Ele afirmou que a Funai já chegou a alcançar todas as comunidades no passado, inclusive com atuação voltada a povos não contatados, e que a verba demandada para os trabalhos é pequena em relação ao Orçamento federal.
A necessidade de recursos prevista no PPA para atingir todas as comunidades indígenas é de R$ 293,7 milhões para o período de 2020 a 2023. O valor representa uma média de R$ 73,4 milhões por ano.
“Do ponto de vista financeiro, é muito pouco. O orçamento da Funai é muito pequeno em relação ao conjunto do Estado”, disse.
Uma redução do atendimento, diz ele, acabaria deixando a prestação de serviços públicos voltada a comunidades que já vivem em áreas urbanas ou próximas a elas e prejudicando as de mais difícil acesso.
Dinamam Tuxá, coordenador-executivo da Apib (Articulação dos Povos Indígenas do Brasil), afirmou que a iniciativa do Ministério da Justiça confirma o tom das denúncias feitas por lideranças indígenas e que o governo usa racismo para decidir suas políticas sobre o tema.
“Isso gera revolta porque consolida ainda mais a certeza das denúncias que estamos realizando sobre o enfraquecimento da política indigenista. A atual conjuntura política foi construída em torno de um racismo institucional, com um projeto político que fomenta o genocídio indígena”, disse Tuxá.
Segundo ele, nas aldeias falta hoje fiscalização e, com o coronavírus, houve paralisia das demarcações.
“O PPA vinha justamente para tentar sanar essa falha da demarcação indígena. Reduzir a meta de um orçamento que já deixa a desejar é reconhecer que a política indigenista está sendo sufocada. É reconhecer que o Estado está institucionalizando o genocídio”, disse.
Mesmo uma redução mais branda da meta, para 80%, é criticada por ele. “É um retrocesso, até porque o governo não vem cumprindo nem com 10% do que deveria. Essas metas não podem ser reduzidas, porque eles só vão cumprir 10%, 15%”, disse.
Segundo Tuxá, a Apib vai tomar medidas judiciais caso a ideia do Ministério da Justiça vá adiante.
“O que queremos é que o governo atenda 100% das comunidades indígenas. Qualquer redução é grande diante das mazelas que estamos vivendo”, afirmou.

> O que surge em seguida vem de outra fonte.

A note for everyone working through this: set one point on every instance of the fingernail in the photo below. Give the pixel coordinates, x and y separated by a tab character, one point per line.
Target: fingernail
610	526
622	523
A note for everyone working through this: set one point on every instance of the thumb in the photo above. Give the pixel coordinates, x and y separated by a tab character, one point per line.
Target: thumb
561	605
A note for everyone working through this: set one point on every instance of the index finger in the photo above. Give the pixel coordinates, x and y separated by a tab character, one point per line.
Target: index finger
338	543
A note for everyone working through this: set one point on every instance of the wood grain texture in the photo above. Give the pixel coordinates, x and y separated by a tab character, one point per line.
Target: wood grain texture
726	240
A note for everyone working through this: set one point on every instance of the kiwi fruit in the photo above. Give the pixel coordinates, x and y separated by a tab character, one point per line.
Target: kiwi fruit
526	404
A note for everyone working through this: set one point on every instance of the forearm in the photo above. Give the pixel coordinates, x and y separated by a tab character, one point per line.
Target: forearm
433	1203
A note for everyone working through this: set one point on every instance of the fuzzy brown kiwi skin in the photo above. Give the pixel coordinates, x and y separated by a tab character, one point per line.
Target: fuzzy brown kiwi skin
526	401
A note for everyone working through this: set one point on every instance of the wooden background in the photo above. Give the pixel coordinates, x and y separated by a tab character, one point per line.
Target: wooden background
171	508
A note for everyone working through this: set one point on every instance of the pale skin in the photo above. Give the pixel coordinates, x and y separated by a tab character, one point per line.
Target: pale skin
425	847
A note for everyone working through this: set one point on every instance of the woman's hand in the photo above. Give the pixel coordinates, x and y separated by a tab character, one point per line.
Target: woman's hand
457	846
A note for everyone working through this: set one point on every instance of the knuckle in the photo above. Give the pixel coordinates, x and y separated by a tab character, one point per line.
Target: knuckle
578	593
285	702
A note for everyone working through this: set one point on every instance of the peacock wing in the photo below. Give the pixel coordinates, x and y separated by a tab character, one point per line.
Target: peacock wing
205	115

O movimento interno do governo ocorre enquanto seus membros afirmam que a preocupação com a situação dos índios e do meio ambiente no país é exagerada.
Nesta semana, o ministro Paulo Guedes (Economia) reforçou esse discurso. “Essa história de matar índios e queimar florestas é um exagero”, afirmou Guedes a investidores internacionais durante participação em evento virtual. “A Amazônia não queimou em um ano e meio. Se algo está errado, tem estado pelos últimos 30 anos”, disse o ministro.